Il dato complessivo, nel passaggio dal 2008 al 2009, è tanto per incominciare positivo, anche se di poco: la musica (sia online che offline) in quanto business ha continuato a crescere passando da 1,51 miliardi di unità vendute (2008) a 1,54 (2009). Una crescita del 2,1% in un periodo di recessione non sembra faccia giustizia alle minacce apocalittiche di Sony, EMI, Universal e Warner, anche se a considerarli più nel dettaglio i numeri di Nielsen presentano delle criticità indubbie.
Se confrontata alla percentuale dell’anno precedente (10,5% tra il 2007 e il 2008), la crescita del 2009 appare come un brusca frenata per l’industria: il digitale, come prevedibile, continua ad aumentare la propria rilevanza con circa 1,16 miliardi di brani singoli (+8,3% rispetto al 2008) e 76,4 milioni di album (+16,1%). In confronto, gli album venduti su supporto fisico sono andati giù con una media del 17,4% annuale (-20,7% per gli album attuali e -14,1% per quelli da catalogo).

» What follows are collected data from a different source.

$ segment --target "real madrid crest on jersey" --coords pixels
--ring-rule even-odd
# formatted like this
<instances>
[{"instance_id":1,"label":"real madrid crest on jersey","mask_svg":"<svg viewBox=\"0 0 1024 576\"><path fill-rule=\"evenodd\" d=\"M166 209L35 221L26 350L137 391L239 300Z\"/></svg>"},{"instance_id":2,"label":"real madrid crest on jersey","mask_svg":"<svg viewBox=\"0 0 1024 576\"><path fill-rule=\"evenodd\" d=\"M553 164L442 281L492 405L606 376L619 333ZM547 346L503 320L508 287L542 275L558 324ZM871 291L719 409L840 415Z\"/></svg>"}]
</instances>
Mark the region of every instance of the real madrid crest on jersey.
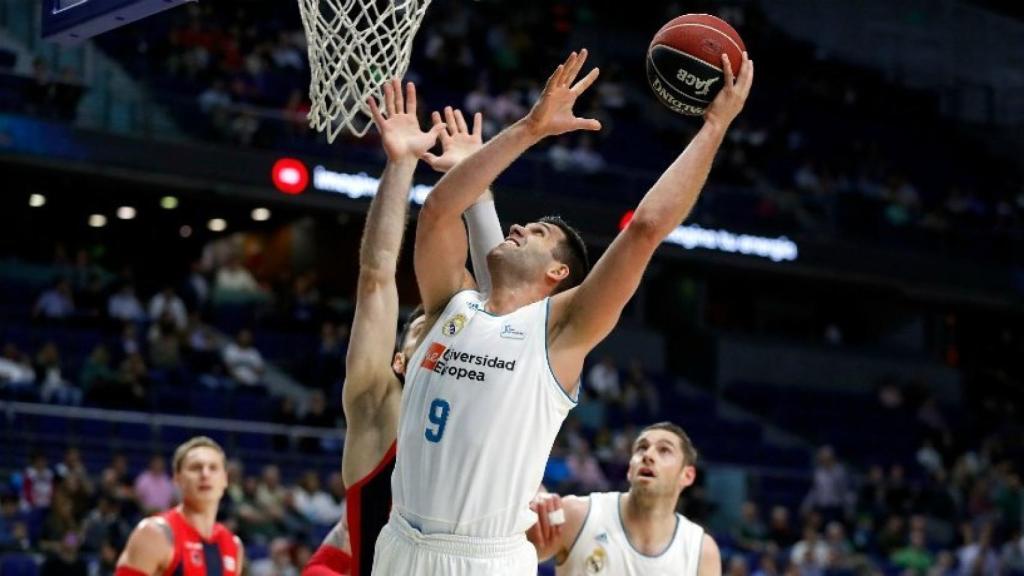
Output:
<instances>
[{"instance_id":1,"label":"real madrid crest on jersey","mask_svg":"<svg viewBox=\"0 0 1024 576\"><path fill-rule=\"evenodd\" d=\"M584 565L587 570L587 574L600 574L604 571L605 566L608 565L608 553L604 551L604 548L598 546L594 548L594 551L587 556L586 564Z\"/></svg>"},{"instance_id":2,"label":"real madrid crest on jersey","mask_svg":"<svg viewBox=\"0 0 1024 576\"><path fill-rule=\"evenodd\" d=\"M462 314L456 314L445 320L444 327L441 328L441 333L445 336L455 336L459 332L462 332L462 327L465 325L466 317Z\"/></svg>"}]
</instances>

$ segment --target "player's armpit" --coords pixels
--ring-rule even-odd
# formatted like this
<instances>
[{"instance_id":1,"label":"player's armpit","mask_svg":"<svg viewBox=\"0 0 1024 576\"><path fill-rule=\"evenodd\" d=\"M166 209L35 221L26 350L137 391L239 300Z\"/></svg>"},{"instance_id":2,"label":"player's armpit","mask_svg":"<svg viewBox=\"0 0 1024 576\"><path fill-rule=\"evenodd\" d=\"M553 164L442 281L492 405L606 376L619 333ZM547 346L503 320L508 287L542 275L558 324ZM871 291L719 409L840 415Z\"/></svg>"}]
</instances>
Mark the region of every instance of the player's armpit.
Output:
<instances>
[{"instance_id":1,"label":"player's armpit","mask_svg":"<svg viewBox=\"0 0 1024 576\"><path fill-rule=\"evenodd\" d=\"M660 242L642 223L630 224L582 284L551 298L548 346L551 367L563 388L575 387L583 359L615 328Z\"/></svg>"}]
</instances>

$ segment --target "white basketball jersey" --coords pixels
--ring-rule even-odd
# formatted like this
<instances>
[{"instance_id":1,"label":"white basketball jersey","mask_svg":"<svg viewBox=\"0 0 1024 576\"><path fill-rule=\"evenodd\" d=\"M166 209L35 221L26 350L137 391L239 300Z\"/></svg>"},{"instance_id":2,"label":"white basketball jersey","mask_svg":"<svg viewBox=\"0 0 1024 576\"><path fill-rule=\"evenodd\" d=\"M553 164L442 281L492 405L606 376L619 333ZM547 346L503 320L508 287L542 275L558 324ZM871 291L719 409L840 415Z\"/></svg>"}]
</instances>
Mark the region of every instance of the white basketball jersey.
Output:
<instances>
[{"instance_id":1,"label":"white basketball jersey","mask_svg":"<svg viewBox=\"0 0 1024 576\"><path fill-rule=\"evenodd\" d=\"M506 537L576 402L547 355L548 300L504 316L457 293L408 363L391 476L395 509L425 534Z\"/></svg>"},{"instance_id":2,"label":"white basketball jersey","mask_svg":"<svg viewBox=\"0 0 1024 576\"><path fill-rule=\"evenodd\" d=\"M696 576L704 529L676 514L676 531L657 556L637 552L626 536L619 492L590 495L590 510L557 576Z\"/></svg>"}]
</instances>

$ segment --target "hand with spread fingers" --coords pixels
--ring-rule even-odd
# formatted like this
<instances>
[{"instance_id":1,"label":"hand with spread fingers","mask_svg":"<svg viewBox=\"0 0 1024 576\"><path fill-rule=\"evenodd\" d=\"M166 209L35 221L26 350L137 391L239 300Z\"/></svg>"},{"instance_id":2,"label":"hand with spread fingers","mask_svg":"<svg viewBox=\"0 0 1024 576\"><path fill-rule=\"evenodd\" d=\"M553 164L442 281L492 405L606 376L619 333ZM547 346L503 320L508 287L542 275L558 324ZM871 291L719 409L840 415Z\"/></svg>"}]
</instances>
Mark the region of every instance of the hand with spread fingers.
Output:
<instances>
[{"instance_id":1,"label":"hand with spread fingers","mask_svg":"<svg viewBox=\"0 0 1024 576\"><path fill-rule=\"evenodd\" d=\"M444 124L435 124L424 132L416 118L416 85L406 84L405 95L402 94L402 83L397 78L384 84L384 111L381 112L377 101L370 97L367 100L370 113L384 145L384 152L389 160L418 159L430 150L437 142L437 136L444 130Z\"/></svg>"},{"instance_id":2,"label":"hand with spread fingers","mask_svg":"<svg viewBox=\"0 0 1024 576\"><path fill-rule=\"evenodd\" d=\"M439 112L434 112L431 118L435 128L438 125L446 128L441 130L441 155L435 156L429 152L423 155L423 160L434 170L447 172L484 145L483 115L479 112L473 115L472 132L466 125L462 111L452 109L451 106L445 107L444 120Z\"/></svg>"},{"instance_id":3,"label":"hand with spread fingers","mask_svg":"<svg viewBox=\"0 0 1024 576\"><path fill-rule=\"evenodd\" d=\"M733 77L729 56L722 54L722 70L725 73L725 83L704 113L704 121L727 128L739 115L740 110L743 110L747 96L750 95L750 87L754 83L754 61L744 52L740 75Z\"/></svg>"},{"instance_id":4,"label":"hand with spread fingers","mask_svg":"<svg viewBox=\"0 0 1024 576\"><path fill-rule=\"evenodd\" d=\"M594 68L582 80L576 82L576 77L579 76L586 61L585 48L579 53L573 52L548 78L540 99L526 116L526 124L535 135L543 138L575 130L601 129L601 123L597 120L578 118L572 111L576 100L590 88L600 74L600 70Z\"/></svg>"}]
</instances>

La piccola ma battagliera nicchia che ha fatto rinascere il mercato del vinile continua a far registrare incrementi sostanziali, con un +33% su base annua e 2,5 milioni di dischi venduti nel 2009 (un vero record, almeno dal 1991 in poi). Continuano a trainare i big della musica (Beatles, Michael Jackson e Bob Dylan fra gi altri) ma anche gli indie dimostrano di voler riscoprire le gioie del giradischi e del fruscio analogico.
Dalle stime di Nielsen si potrebbe trarre la conclusione che, a discapito dei pessimismi a orologeria delle major musicali, gli utenti abbiano ancora voglia di ascoltare dischi (il +16% degli album digitali è in tal senso indicativo) purché opportunamente motivati a farlo. Altrettanto chiaro appare poi il declino del supporto ottico come mezzo preferito per la fruizione musicale.
Quello che non ha ancora avuto spiegazioni adeguate è la perniciosa tendenza dell’industria del copyright (nel caso specifico di provenienza italiana) a parlare di danni di dimensioni ciclopiche causati dall’online, con il “Centro Studi per la protezione dei diritti degli autori e della libertà di informazione” che parla di un miliardo di euro di guadagni mancati nel solo 2009.
Mentre in Italia si lanciano allarmi, infine, nel Regno Unito i componenti della Camera dei Lord si interrogano sulle modifiche da apportare alla discussa legge sulle disconnessioni in caso di flagranza di reato a mezzo P2P. Disconnessioni che secondo alcuni emendamenti potrebbero anche non essere più così automatiche senza la presentazione di adeguate prove legali.